Kazakhstan team plans to drive to the South Pole
A team of Kazakh adventurers is planning to drive to the South Pole exactly 100 years after Norwegian Roald Amundsen beat Britain's Robert Falcon Scott in an epic race to the bottom of the world.
While it took Amundsen and Scott weeks to reach the South Pole using skis and dogs, the six-man Kazakhstan team will use three modified Toyota off-road cars and the latest satellite navigation equipment to complete the 1,434 mile journey across crevice fields and mountain ranges in 10 days.
“I can’t say it is going to be very, very hard but nobody knows. The weather could turn, we could break down,” Nurlan Abduov, the leader of the expedition, told the Daily Telegraph at a press launch at the futuristic concert hall in Astana, Kazakhstan’s capital.
The expedition is being paid by the Kazakh Geographic Society, of which Mr Abduov is the founder and chairman, and despite his words of caution it appears confident enough of success to post a countdown on its website of the number of days left before the team reaches the South Pole.
At a test drive last year, a Kazakh team driving two Toyota cars set a world record for the fastest time to the South Pole, making the journey in five days.
The Guinness Book of Records judged the average speed to be 13.3 miles per hour beating a previous record of 10.8 miles per hour set by a British team in 2005.
This time the six-man Kazakh expedition plans to set off on Dec 3 and to arrive at the South Pole on Dec 13, the day before the 100th anniversary of Amundsen’s arrival.

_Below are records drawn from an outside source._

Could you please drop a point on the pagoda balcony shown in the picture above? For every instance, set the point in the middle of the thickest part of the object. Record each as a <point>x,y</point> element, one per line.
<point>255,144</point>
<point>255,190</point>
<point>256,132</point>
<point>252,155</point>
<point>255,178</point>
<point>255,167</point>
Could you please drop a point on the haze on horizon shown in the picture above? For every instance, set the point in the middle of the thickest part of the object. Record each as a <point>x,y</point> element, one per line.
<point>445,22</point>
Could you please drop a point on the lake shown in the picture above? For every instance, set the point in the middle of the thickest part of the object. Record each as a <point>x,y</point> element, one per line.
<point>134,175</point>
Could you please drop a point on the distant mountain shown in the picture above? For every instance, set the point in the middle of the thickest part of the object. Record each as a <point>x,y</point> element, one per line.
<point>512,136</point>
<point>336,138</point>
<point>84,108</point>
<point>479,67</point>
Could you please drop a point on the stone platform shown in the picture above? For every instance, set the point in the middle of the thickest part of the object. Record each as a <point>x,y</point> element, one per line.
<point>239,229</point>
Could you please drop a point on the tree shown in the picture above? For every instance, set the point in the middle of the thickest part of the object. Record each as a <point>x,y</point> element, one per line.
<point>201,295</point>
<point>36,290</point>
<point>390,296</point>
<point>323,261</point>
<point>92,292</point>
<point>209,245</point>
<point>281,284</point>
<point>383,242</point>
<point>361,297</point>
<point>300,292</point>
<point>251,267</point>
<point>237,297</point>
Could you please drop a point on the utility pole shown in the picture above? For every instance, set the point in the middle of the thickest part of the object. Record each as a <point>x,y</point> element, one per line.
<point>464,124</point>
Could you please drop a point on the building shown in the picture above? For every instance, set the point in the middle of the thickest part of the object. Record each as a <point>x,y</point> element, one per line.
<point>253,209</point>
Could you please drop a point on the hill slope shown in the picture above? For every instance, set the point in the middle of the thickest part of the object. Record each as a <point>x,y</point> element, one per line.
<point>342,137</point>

On Dec 16 Kazakhstan also celebrates 20 years of independence from the Soviet Union.
“It’s really a coincidence,” said Mr Abduov, who is a well-known businessman.
“We want to stay two or three days and on Dec 16 we want to plant a Kazakh flag and plan a Kazakh day at the South Pole.”
Amundsen and his team became the first people to reach the South Pole on Dec 14 1911. They returned safely and were hailed heroes.
Scott, a Royal Navy officer, arrived with his four companions almost five weeks after his great rival.
Unlike Amundsen they had not used dogs to pull their sledges, instead relying on their own strength.
Dejected at having been beaten to the South Pole and already physically exhausted they died when bad weather slowed their return journey.
The Kazakh expedition is one of several to mark the centenary of the first successful South Pole journey. A British team plans to retrace Scott’s tracks.
Mr Abduov paid tribute to Amundsen and Scott.
“Now we’re going with full equipment and in cars,” he said. “It’s difficult to imagine them doing it 100 years ago on skis without modern equipment, without modern clothes. They are really amazing.”
Along the way, the Kazakh team also plan to collect rock and snow samples for research on how the Antarctic’s climate has changed over the last 100 years.